Since the ability to distinguish between individual sounds, or phonemes, within words is a prerequisite to association of sounds with letters and manipulating sounds to blend words—a fancy way of saying “reading”—the teaching of phonemic awareness is crucial to emergent literacy (early childhood K-2 reading instruction). Children need a strong background in phonemic awareness in order for phonics instruction (sound-spelling relationships in print) to be effective.
The National Reading Panel (2000) specified six phoneme awareness skills crucial to learning to read:
  • Phoneme isolation: recognizing individual sounds ( /g/ and /O/ in “go”)
  • Phoneme identification: Recognizing common sounds in different words (/b/ in boy, bike, and bell)
  • Phoneme categorization: recognizing sounds in sequence (bus, bun, rug)
  • Phoneme blending: hearing a series of individual phonemes, then blending them into a word ( hearing /g/ /O/ and saying “go”)
  • Phoneme segmentation: separating and counting out the sounds in a word (given “go” saying /g/ and /O/)
  • Phoneme deletion: recognizing what would be left if one phoneme is removed ( hear “flat” and remove the /f/ sound and state that “lat” would be left)
Phonics deals with printed words and the learning of sound-spelling correlations;
that is, learning to assign discrete phonemes to various letters and letter combinations. Children, who have problems with phonics, learning the letter sound code of English, often have deficits in these phonemic awareness skills. Often, they have not acquired or been exposed to phonemic awareness activities usually fostered at home and in preschool to second grade, such as extensive songs, rhymes and read –alouds. In other cases, the child may have a disability that affects phoneme awareness, and needs more explicit instruction and/or more practice with these skills.

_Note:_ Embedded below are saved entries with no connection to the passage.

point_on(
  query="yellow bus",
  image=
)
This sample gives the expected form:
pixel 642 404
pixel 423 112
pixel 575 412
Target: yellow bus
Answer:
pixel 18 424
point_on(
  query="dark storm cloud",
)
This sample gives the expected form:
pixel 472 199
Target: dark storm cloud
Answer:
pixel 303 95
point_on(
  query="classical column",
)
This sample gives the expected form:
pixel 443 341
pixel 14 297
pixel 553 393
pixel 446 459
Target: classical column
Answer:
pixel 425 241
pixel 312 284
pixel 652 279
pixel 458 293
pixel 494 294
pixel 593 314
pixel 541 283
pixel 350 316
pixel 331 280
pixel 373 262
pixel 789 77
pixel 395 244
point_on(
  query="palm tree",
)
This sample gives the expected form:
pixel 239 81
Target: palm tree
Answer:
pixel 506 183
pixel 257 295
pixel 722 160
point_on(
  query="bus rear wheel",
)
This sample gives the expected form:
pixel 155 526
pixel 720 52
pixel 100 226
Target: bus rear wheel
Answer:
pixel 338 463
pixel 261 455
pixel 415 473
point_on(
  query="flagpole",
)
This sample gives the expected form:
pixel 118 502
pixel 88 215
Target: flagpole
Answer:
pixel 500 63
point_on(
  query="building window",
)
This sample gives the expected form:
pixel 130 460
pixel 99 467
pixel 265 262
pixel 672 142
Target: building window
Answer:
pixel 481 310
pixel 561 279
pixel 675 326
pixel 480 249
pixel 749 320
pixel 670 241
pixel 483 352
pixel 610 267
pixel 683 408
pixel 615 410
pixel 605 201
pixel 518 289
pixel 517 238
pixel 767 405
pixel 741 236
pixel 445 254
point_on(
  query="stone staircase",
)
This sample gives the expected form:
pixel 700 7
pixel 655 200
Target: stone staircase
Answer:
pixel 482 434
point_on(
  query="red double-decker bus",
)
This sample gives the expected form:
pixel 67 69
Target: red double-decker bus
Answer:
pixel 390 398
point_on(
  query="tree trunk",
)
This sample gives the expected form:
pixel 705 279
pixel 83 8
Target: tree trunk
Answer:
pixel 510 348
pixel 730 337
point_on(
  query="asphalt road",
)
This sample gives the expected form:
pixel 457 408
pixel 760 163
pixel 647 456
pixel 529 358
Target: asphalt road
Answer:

Assessment of Phonological and Phonemic Awareness
These skills can be assessed by having the child listen to the teacher say two words. The child should then be asked to decide if these two words are the same word repeated twice or two different words. When you make this assessment, if you do use two different words, make certain that they only differ by one phoneme, such as /d/ and /g/. Children can be assessed on words that are not real words or that are not familiar to them. The words used can be make-believe.

Teachers can maintain ongoing logs and rubrics for assessment throughout the year of Phonemic Awareness for individual children. Such assessments would identify particular stated reading behaviors or performance standards, the date of observation of the child’s behavior (in this context, phonemic activity or exercise), and comments.

The rubric or legend for assessing these behaviors might include the following descriptors: demonstrates or exhibits reading behavior consistently, making progress/strides toward this reading behavior, and/or has not yet demonstrated or exhibited this behavior.
Depending on the particular phonological task you are modeling, the performance task might include:
  • Saying rhyming words in response to an oral prompt
  • Segmenting a word spoken by the teacher into its beginning, middle, and ending sounds (phonemic)
  • Correctly counting the number of syllables in a spoken word (phonological)
  • Changing or rearranging a syllable orally in a word (e.g., “change the first syllable in the word ‘cricket’ to /pak/.”)(phonological)
  • Changing the beginning, middle, or ending sound in a word (e.g., “change the sound at the beginning of the word ‘dog’ to the /l/ sound”—phonemic, etc).